Muy rara vez me acuerdo que los 29 se comen ñoquis, porque es “tradición” (que no tengo idea de donde salió)… y por eso no suelo hacer. ¡como si ese fuera el único día del mes donde tenemos permitido comerlos!

Este 29 de junio quise seguir con la tradición que en casa de mis abuelos era más una ley que otra cosa. Me acuerdo de mi bisa Lucy haciendo los rollitos de masa, cortando los cubitos y pasándolos por un tenedor para que tengan esas rayitas típicas.

También hacía la salsa casera bien temprano, porque se levantaba a las 5 de la mañana y cuando yo (nena y luego adolescente) abría los ojos a las 10/11 ya tenía todo listo. Nunca me voy a olvidar de la mesa llena de harina, de las bandejas con los ñoquis antes de llevarlos a la olla y después cuando nos sentábamos a almorzar con toda la familia.

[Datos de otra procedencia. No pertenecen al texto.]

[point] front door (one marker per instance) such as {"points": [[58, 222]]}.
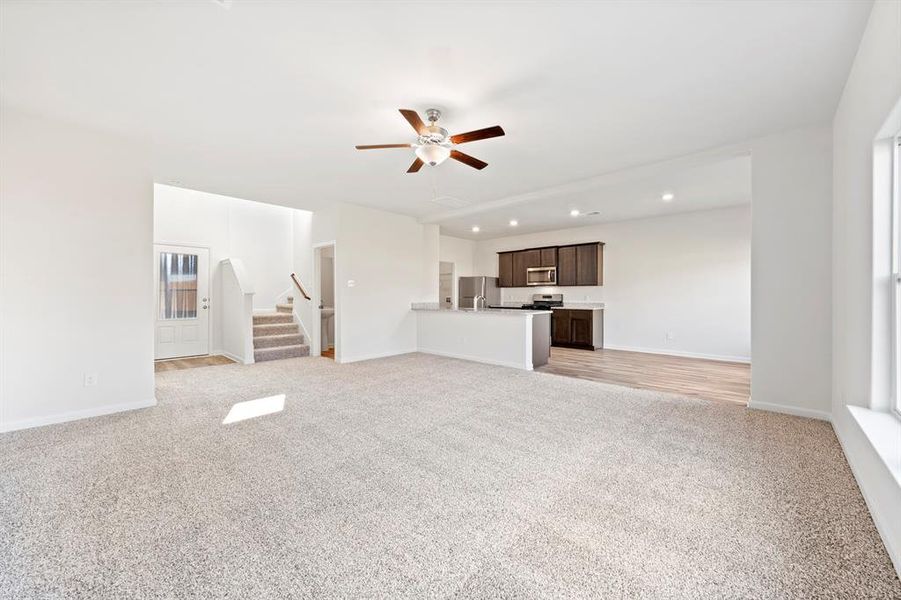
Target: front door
{"points": [[182, 276]]}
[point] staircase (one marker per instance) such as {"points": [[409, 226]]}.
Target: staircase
{"points": [[277, 336]]}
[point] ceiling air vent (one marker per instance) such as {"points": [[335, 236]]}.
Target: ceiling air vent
{"points": [[450, 201]]}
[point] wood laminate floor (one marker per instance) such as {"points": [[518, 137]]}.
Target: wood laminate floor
{"points": [[700, 378], [177, 364]]}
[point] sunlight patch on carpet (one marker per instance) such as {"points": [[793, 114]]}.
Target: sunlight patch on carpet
{"points": [[249, 409]]}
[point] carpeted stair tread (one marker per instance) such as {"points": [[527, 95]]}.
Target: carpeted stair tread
{"points": [[276, 317], [264, 354], [275, 341], [275, 329]]}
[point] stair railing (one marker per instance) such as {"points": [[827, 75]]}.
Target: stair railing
{"points": [[299, 286]]}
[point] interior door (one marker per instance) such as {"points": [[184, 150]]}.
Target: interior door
{"points": [[182, 290]]}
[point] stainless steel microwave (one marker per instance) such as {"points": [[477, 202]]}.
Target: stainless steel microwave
{"points": [[541, 276]]}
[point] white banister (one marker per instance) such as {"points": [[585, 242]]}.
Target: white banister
{"points": [[237, 311]]}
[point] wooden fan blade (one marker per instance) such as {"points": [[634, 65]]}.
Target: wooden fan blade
{"points": [[377, 146], [478, 134], [466, 159], [413, 119]]}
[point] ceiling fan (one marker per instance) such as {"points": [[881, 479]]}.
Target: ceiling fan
{"points": [[435, 145]]}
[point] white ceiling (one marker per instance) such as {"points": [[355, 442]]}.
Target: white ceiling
{"points": [[265, 100], [638, 193]]}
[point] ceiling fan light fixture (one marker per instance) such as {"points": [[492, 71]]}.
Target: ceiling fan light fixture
{"points": [[432, 154]]}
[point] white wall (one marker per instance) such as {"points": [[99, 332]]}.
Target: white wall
{"points": [[261, 235], [386, 256], [303, 267], [791, 276], [689, 274], [76, 222], [461, 253], [872, 91]]}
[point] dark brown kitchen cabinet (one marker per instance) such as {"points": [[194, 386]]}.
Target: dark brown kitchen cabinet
{"points": [[577, 328], [577, 264], [548, 257], [566, 265], [519, 269], [560, 331], [505, 269], [581, 264]]}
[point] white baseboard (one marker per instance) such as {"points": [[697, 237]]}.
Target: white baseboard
{"points": [[75, 415], [373, 356], [881, 490], [500, 363], [234, 357], [790, 410], [668, 352]]}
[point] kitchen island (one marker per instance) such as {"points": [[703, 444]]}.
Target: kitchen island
{"points": [[512, 338]]}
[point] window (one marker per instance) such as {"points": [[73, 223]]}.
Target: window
{"points": [[178, 286], [896, 275]]}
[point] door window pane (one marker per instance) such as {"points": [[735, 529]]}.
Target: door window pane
{"points": [[178, 286]]}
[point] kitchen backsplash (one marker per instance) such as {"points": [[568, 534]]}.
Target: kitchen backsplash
{"points": [[570, 294]]}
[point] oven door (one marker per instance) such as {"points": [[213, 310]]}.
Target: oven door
{"points": [[541, 276]]}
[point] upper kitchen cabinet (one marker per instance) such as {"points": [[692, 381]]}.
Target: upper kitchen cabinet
{"points": [[548, 257], [581, 264], [505, 269], [578, 264]]}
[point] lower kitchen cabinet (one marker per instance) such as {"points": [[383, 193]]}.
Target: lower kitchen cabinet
{"points": [[577, 328]]}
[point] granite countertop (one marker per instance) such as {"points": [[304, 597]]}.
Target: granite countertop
{"points": [[582, 306], [431, 307]]}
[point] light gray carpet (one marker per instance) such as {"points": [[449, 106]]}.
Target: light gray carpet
{"points": [[423, 477]]}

El martes estaba en “modo recuerdos de la infancia” cuando quise hacer ñoquis caseros, de batata, porque tenía dos batatas que pedían por favor ser usadas antes de pasar a mejor vida (el compost).

Así que desde temprano pelé la verdura y la herví para hacer el puré. Dejé que se enfriara y le fui agregando los demás ingredientes: huevo, sal, nuez moscada, aceite… y harina. Quise usar integral para que sean “más sanos”.

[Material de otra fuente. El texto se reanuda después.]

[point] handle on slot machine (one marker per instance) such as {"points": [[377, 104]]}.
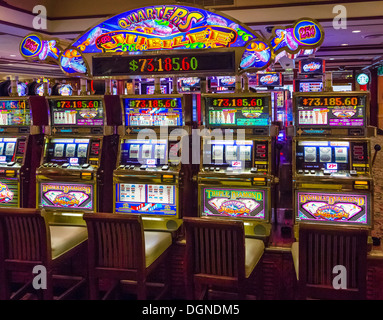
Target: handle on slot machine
{"points": [[377, 148]]}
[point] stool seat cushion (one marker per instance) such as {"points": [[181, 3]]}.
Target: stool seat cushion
{"points": [[64, 238], [156, 243], [295, 254], [254, 249]]}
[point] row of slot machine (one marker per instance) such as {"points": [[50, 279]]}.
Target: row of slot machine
{"points": [[143, 154]]}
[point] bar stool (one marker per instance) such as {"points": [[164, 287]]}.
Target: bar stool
{"points": [[319, 250], [28, 241], [218, 254], [119, 249]]}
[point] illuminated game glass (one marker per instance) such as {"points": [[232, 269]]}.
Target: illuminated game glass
{"points": [[73, 161], [362, 79]]}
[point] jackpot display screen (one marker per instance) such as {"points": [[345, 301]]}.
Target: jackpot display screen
{"points": [[146, 199], [15, 113], [71, 151], [67, 196], [332, 156], [143, 112], [77, 112], [174, 63], [237, 112], [9, 193], [311, 86], [232, 153], [145, 152], [234, 203], [334, 208], [331, 111]]}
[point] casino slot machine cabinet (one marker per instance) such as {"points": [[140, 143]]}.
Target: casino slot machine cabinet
{"points": [[75, 175], [150, 178], [236, 168], [332, 174], [21, 147]]}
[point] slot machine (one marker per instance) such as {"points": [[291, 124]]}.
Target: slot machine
{"points": [[75, 175], [332, 174], [21, 147], [150, 179], [235, 178]]}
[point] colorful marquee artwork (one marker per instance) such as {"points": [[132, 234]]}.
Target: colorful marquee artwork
{"points": [[238, 203], [333, 207], [67, 196], [179, 27], [37, 47]]}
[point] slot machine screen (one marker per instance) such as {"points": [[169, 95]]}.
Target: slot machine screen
{"points": [[333, 208], [323, 155], [8, 149], [234, 203], [331, 111], [146, 199], [237, 112], [67, 150], [9, 193], [144, 152], [143, 112], [15, 113], [311, 86], [68, 196], [234, 153], [77, 112]]}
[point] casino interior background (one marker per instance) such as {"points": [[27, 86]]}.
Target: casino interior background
{"points": [[347, 52]]}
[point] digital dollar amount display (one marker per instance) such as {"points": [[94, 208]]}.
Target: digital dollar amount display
{"points": [[237, 111], [164, 64], [153, 112], [78, 104], [15, 113], [77, 112], [331, 111]]}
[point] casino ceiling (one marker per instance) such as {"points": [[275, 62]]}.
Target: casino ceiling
{"points": [[359, 45]]}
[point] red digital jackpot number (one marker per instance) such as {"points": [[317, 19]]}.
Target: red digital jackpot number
{"points": [[307, 32]]}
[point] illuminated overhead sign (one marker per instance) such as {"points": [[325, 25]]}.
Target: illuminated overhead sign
{"points": [[174, 27]]}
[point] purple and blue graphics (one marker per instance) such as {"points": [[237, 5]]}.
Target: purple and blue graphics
{"points": [[146, 199], [143, 112], [163, 27], [234, 203], [335, 208], [72, 62], [67, 196]]}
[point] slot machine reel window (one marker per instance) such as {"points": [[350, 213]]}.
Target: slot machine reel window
{"points": [[144, 112], [146, 199], [328, 156], [237, 112], [144, 152], [77, 112], [331, 111], [73, 152], [8, 150], [333, 208], [234, 203], [234, 153], [15, 113]]}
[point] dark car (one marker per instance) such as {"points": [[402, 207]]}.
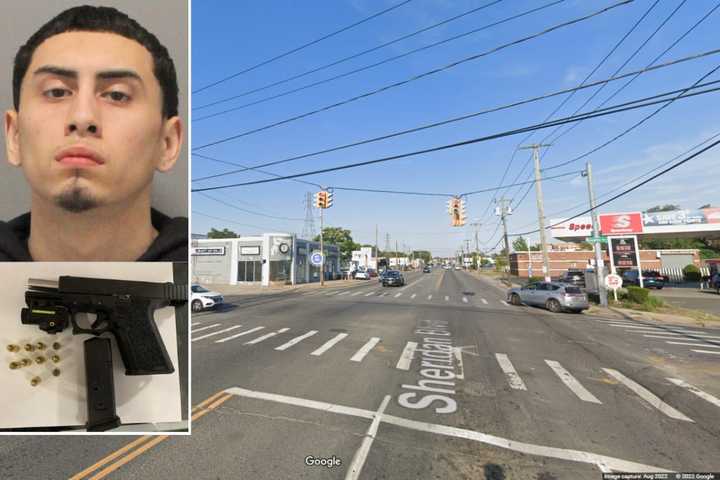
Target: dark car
{"points": [[393, 277], [574, 277], [650, 279]]}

Una taza, dos tazas… y la masa no quería integrarse. Me había quedado muy “chirla” (no sé cuál es el término gastronómico específico). Me quedé sin harina integral y tuve que ponerle harina blanca… me entró la desesperación, parecía que todo lo seco que le ponía la masa lo absorbía en un minuto. ¡Estuve a punto de tirar todo y hacerme otra cosa!

Pedí ayuda y me dijeron que el “problema” había sido que herví las batatas y eso hace que suelten mucho líquido. ¡Cómo no me dí cuenta antes! Pero bueno, como dice Queen “El show debe continuar” y como pude armé unos ñoquis “decentes”, en forma de bolitas, algo contundentes (por no decir pesados). La salsa fue de puerros a la crema, medio inventada en el momento.

Y obvio que cumplí con la tradición del billete bajo el plato, como hacía mi bisa (ella ponía una moneda). Los comí con mucho gusto, recordando esos momentos de la infancia que a veces vuelven a mi mente y que por supuesto están guardados en mi corazón.

Ya me van a salir mejor los ñoquis, tengo muchos 29 para seguir practicando!